UK lawyers contest handling of children's asylum bids
Lawyers representing 36 children from the now dismantled migrant camp in the French town of Calais have launched a legal challenge to Britain's handling of their asylum applications.
Toufique Hossain, who represents the children, said 28 of them want written reasons for why their cases were rejected. He said eight others were waiting for an outcome to their applications.
The children, aged 14 to 17, are from Eritrea, Afghanistan and Sudan.
Hossain said yesterday that they are seeking a judicial review in the High Court, expected in early next year.
French authorities dismantled the slum-like migrant camp known as the 'jungle' in October. Hossain argued that Britain's government has failed to live up to a promise to take in more unaccompanied children from the sprawling camp.
Meanwhile, Italian Premier Paolo Gentiloni said his government will take further measures to combat terrorism following the shooting death of a Tunisian fugitive near Milan.
He also told reporters in Rome on Thursday that the government needs to take steps to improve the efficiency of repatriation procedures at migrant centres.
FLED THE SCENE
Italy's interior minister will head a meeting on security in Milan, nearly a week after the fugitive suspect in the Berlin Christmas market attack was shot to death after being stopped in a routine police patrol.

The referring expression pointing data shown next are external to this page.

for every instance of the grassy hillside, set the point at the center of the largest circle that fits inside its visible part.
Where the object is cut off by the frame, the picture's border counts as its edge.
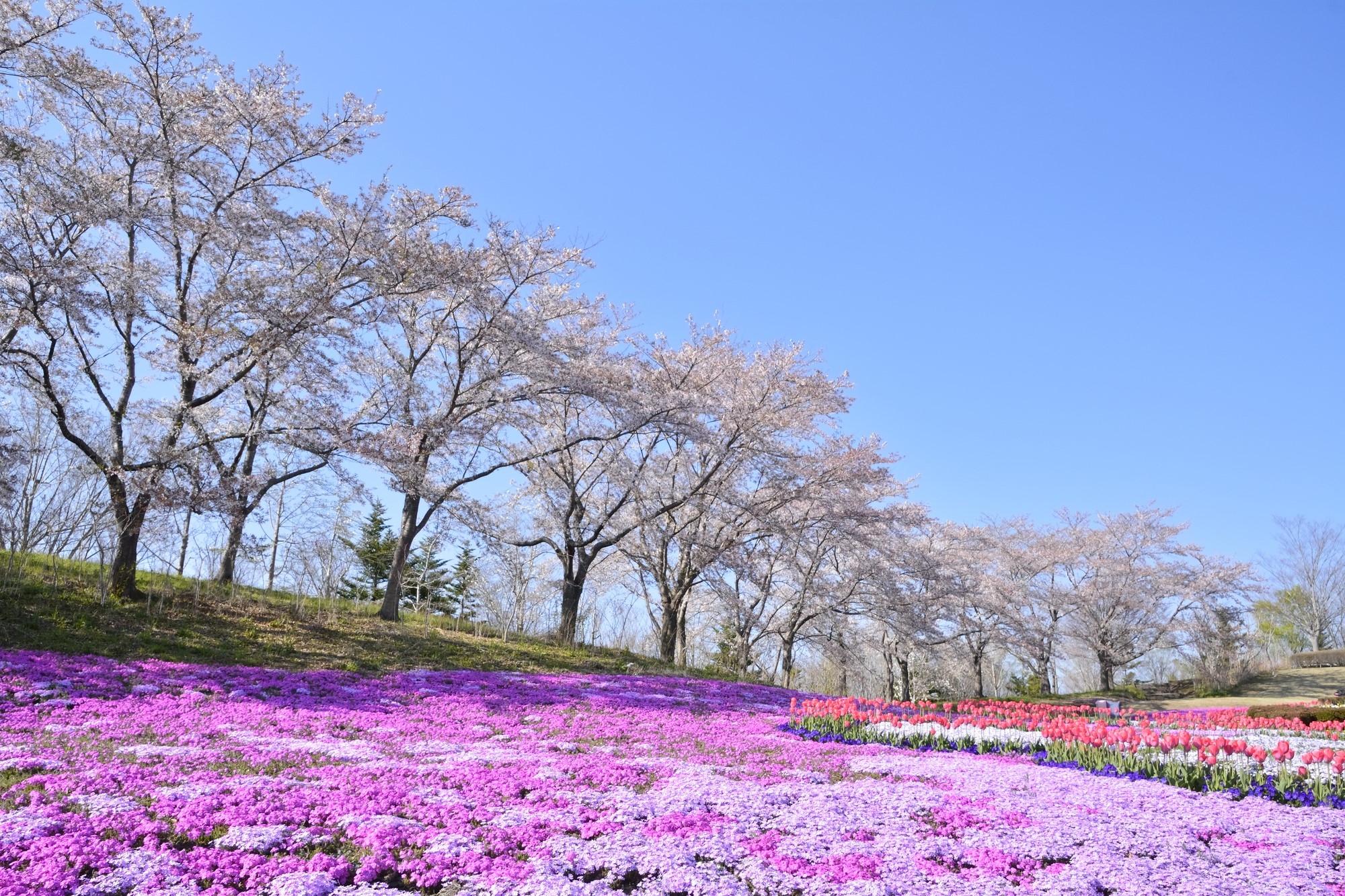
(56, 604)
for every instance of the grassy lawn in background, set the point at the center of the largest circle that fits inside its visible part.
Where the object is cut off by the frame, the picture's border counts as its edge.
(45, 607)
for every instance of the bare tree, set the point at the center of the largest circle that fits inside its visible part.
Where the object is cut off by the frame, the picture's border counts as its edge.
(1312, 559)
(458, 341)
(755, 415)
(163, 174)
(1143, 581)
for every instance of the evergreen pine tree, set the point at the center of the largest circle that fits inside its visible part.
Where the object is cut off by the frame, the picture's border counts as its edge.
(373, 555)
(428, 580)
(462, 589)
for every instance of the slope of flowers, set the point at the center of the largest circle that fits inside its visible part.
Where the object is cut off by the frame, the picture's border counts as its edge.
(153, 778)
(1222, 749)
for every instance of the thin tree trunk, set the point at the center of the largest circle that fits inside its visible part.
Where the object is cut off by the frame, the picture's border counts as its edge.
(131, 518)
(229, 559)
(397, 571)
(186, 534)
(668, 628)
(275, 538)
(787, 659)
(1105, 669)
(572, 591)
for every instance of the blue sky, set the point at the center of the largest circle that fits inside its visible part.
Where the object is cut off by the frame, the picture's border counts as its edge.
(1073, 255)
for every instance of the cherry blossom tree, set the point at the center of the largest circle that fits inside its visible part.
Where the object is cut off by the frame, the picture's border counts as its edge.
(161, 175)
(458, 343)
(724, 466)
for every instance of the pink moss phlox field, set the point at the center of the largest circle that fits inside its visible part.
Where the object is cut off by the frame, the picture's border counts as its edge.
(138, 778)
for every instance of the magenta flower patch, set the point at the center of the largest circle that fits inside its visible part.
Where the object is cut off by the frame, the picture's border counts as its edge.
(138, 779)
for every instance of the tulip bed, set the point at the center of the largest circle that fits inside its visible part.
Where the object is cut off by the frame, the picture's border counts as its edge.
(139, 778)
(1280, 759)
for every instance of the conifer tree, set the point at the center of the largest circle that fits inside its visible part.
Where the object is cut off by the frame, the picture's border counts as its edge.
(373, 555)
(462, 588)
(428, 581)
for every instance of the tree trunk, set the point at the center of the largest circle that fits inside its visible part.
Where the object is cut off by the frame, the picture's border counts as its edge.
(572, 589)
(397, 571)
(229, 560)
(1105, 669)
(1044, 671)
(681, 633)
(743, 655)
(130, 518)
(787, 659)
(186, 533)
(668, 631)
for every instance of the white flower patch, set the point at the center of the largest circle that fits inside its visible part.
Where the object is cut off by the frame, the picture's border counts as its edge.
(254, 838)
(428, 747)
(106, 803)
(376, 822)
(302, 884)
(145, 751)
(24, 823)
(134, 868)
(981, 736)
(346, 749)
(451, 845)
(34, 763)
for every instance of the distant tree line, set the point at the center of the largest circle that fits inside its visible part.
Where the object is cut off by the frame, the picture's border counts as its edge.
(208, 348)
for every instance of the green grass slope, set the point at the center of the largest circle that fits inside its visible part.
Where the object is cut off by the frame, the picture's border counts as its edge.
(56, 604)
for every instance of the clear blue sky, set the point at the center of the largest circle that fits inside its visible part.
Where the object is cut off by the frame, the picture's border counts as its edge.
(1073, 255)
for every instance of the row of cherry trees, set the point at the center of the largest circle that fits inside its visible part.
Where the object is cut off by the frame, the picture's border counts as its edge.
(205, 323)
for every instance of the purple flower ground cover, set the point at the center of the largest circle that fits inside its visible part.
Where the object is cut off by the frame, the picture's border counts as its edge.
(163, 778)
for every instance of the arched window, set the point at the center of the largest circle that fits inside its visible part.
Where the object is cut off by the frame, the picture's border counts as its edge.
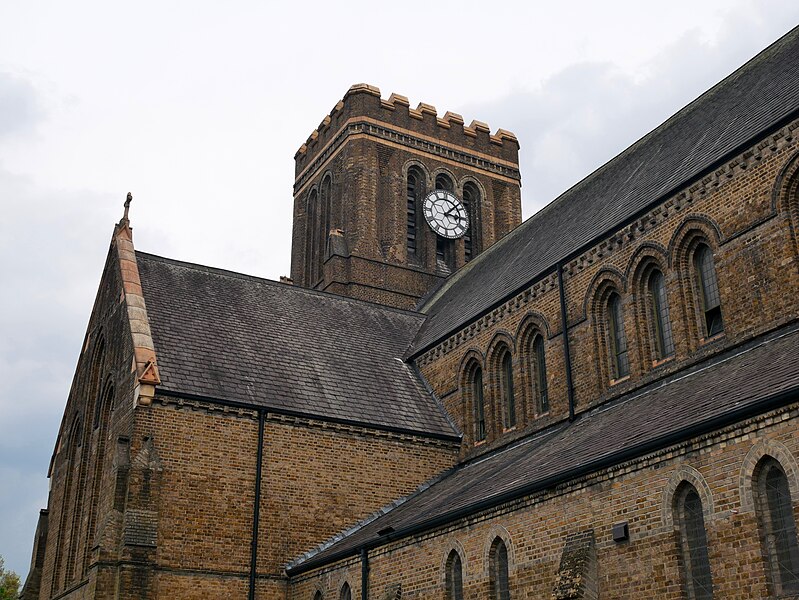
(777, 526)
(498, 576)
(445, 248)
(471, 201)
(618, 340)
(478, 402)
(698, 583)
(454, 576)
(312, 238)
(659, 315)
(538, 374)
(709, 299)
(506, 390)
(415, 191)
(327, 214)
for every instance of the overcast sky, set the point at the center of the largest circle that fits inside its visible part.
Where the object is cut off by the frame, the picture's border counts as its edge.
(198, 108)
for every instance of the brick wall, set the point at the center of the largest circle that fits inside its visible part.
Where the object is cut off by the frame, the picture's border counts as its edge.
(742, 210)
(640, 493)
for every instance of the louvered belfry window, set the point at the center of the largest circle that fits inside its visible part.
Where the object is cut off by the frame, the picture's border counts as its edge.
(698, 583)
(414, 195)
(709, 297)
(498, 577)
(618, 339)
(454, 577)
(778, 527)
(506, 384)
(540, 374)
(479, 405)
(659, 309)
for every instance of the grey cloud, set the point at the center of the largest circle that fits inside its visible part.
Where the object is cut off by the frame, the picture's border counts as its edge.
(20, 109)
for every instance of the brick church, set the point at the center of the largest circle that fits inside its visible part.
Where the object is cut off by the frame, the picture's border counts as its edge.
(444, 402)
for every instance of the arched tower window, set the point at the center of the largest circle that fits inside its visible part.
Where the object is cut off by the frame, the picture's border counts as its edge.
(498, 575)
(478, 402)
(777, 526)
(618, 340)
(454, 576)
(709, 299)
(508, 398)
(698, 584)
(659, 315)
(415, 192)
(538, 372)
(312, 238)
(445, 248)
(471, 201)
(327, 214)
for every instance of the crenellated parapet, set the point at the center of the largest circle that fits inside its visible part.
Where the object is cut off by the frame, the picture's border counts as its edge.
(363, 111)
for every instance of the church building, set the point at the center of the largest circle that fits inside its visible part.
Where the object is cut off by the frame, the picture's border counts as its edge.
(444, 402)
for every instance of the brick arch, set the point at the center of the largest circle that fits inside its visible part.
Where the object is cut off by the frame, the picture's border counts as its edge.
(785, 195)
(760, 450)
(606, 276)
(605, 283)
(684, 239)
(453, 544)
(647, 259)
(690, 475)
(533, 324)
(498, 531)
(473, 358)
(693, 231)
(502, 342)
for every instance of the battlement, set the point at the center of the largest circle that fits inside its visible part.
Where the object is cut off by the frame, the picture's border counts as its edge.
(362, 104)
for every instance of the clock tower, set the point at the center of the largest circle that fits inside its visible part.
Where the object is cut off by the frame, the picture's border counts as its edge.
(389, 200)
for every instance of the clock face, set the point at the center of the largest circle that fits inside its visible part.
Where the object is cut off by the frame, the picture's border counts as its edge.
(445, 214)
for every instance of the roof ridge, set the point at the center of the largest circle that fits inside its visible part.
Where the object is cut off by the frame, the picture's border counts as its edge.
(271, 282)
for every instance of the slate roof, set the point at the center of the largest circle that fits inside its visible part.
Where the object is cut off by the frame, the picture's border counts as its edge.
(242, 339)
(760, 95)
(729, 387)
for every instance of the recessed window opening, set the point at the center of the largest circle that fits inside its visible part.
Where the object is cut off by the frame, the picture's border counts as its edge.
(506, 386)
(659, 316)
(709, 297)
(618, 340)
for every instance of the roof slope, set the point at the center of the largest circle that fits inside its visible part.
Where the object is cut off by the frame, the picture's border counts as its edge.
(744, 105)
(233, 337)
(744, 381)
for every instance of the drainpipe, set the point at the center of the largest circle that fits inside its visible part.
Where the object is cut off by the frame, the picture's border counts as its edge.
(364, 574)
(257, 506)
(566, 352)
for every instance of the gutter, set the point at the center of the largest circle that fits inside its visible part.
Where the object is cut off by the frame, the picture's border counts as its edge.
(256, 504)
(769, 403)
(566, 352)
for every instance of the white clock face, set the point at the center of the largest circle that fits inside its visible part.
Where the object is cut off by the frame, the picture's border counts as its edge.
(445, 214)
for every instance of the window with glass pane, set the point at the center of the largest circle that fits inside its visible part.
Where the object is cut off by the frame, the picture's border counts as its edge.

The fugitive, Anis Amri, had arrived in Italy during Arab Spring in early 2011, quickly landing in jail after setting fire to a migrant centre. Attempts by Italy to deport him after his release failed for bureaucratic reasons.
In other news related to the migrant issue, Serbian police said two Afghan migrants had been killed and 10 had been injured in a car crash on a highway in central Serbia.
Police said the crash occurred early Thursday near the town of Nis when the car crammed with the migrants hit a protective barrier on the highway. A suspected people smuggler who drove the car fled the scene of the crash.
State TV quoted doctors from the emergency hospital in Nis as saying that the injured migrants included five children. Doctors said that most of the injuries were severe and that one of the patients had to have both legs amputated.
Thousands of migrants are stranded in Serbia looking for ways to reach EU countries which have sought to curb the influx.